Flexible array members (FAM) is an extension of C89 standardized in C99. This article discusses how flexible array members offer convenience and improve performance and how compiler implementations can generate complications.
FAM makes it possible to declare a struct with a dynamic size while keeping a flat memory layout. This is a textbook example:
struct fam {
int size;
double data[ ];
};
The data
array starts empty and will be loaded later, perhaps many times. Presumably, the programmer uses the size
member to hold the current number of elements and updates that variable with each change to the data
size.
Flexible array members vs. pointer implementation
Flexible array members allow faster allocation, better locality, and solid code generation. The feature is an alternative to a more traditional declaration of data
as a pointer:
struct fam {
int size;
double *data;
};
With the pointer implementation, adding an array element requires an extra load initializing the structure on the heap. Each element added to the array requires two allocations for the object and its data member. The process results in fragmented memory between the object and the area pointed at by data
.
Standard flexible array member behavior
The C99 standard, section 6.7.2.1.16, defines flexible array members. A struct with a flexible array member behaves in interesting ways.

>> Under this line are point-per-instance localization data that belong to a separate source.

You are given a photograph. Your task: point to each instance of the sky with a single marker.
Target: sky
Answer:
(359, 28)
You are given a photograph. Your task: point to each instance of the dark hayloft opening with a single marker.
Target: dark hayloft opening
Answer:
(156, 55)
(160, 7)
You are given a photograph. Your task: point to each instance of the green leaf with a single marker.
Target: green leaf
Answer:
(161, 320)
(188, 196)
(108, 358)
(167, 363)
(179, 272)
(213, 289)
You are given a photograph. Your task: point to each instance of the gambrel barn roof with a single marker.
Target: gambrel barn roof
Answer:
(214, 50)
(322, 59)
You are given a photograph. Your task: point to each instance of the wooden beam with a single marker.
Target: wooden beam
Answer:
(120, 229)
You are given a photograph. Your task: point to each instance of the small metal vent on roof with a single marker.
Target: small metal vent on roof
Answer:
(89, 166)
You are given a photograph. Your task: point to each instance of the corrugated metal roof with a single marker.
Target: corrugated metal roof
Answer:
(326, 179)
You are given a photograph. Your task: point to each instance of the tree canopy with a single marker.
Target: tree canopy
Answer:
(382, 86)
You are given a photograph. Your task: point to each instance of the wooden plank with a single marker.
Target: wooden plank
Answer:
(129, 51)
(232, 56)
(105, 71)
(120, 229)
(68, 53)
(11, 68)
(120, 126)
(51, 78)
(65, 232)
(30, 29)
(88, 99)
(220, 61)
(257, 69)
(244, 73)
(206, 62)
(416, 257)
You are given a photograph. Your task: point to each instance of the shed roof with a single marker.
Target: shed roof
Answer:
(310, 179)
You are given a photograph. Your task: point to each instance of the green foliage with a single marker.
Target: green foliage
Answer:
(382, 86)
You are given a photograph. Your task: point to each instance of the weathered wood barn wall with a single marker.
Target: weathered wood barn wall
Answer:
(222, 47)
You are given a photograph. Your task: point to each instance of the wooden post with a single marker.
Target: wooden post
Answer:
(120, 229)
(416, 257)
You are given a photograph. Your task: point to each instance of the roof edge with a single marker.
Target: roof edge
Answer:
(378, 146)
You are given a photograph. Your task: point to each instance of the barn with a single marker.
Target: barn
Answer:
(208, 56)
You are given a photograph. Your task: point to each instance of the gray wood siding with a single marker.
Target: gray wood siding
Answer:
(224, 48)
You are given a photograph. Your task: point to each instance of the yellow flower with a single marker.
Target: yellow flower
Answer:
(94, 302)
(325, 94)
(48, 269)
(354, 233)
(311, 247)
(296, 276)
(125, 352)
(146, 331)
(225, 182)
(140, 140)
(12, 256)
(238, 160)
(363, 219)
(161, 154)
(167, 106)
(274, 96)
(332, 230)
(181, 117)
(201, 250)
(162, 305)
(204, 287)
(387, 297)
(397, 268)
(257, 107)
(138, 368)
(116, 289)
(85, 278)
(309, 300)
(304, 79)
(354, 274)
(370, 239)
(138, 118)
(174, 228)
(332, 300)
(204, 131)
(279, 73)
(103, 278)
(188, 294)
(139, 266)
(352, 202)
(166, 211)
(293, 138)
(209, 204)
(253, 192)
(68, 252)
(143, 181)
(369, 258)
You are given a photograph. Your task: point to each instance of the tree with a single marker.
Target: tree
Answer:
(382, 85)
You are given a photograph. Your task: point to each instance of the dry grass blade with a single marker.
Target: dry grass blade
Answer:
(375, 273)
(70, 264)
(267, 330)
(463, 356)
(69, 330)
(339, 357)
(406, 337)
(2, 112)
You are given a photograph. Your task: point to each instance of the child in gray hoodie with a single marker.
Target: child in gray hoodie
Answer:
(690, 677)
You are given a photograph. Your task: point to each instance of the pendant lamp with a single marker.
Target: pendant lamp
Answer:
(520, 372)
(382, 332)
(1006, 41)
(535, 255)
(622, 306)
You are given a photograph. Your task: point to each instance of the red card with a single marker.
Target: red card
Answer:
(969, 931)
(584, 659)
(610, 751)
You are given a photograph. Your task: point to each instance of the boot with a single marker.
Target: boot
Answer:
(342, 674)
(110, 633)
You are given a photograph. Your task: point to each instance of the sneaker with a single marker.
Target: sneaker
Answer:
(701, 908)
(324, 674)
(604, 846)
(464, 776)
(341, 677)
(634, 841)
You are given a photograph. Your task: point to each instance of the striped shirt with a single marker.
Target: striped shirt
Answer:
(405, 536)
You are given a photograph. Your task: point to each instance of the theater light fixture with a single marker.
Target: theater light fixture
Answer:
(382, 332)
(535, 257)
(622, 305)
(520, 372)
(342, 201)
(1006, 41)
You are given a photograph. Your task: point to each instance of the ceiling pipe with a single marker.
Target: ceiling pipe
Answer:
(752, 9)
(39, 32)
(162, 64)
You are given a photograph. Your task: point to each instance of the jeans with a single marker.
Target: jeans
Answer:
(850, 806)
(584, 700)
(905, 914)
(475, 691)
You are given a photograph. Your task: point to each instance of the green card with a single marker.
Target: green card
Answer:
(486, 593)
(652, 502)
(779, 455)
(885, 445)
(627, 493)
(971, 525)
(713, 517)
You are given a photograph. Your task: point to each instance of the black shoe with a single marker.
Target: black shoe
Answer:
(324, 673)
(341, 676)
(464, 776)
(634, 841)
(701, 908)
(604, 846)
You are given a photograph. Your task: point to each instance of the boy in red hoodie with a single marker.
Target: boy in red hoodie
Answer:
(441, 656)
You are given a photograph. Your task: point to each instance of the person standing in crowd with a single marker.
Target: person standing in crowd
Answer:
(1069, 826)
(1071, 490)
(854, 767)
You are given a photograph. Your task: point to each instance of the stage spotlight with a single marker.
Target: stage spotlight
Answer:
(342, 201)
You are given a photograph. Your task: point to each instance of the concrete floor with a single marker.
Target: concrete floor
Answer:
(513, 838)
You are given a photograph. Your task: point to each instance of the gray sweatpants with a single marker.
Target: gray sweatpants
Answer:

It is legal to access any index of fam::data
, providing enough memory has been allocated:
struct fam * f = malloc(sizeof(struct fam) + sizeof(double[n]));
f - > size = n;
The sizeof
operator behaves as if the FAM had zero elements but accounts for the padding required to position it correctly. For instance, sizeof(struct {char c; float d[];}
is unlikely to be equal to sizeof(char)
because of the padding required to correctly position d
.
The assignment operator does not copy the flexible array member, which probably explains why that operator is not part of the C++ standard.
This would be the end of this post if there were no nonconformant compiler extensions.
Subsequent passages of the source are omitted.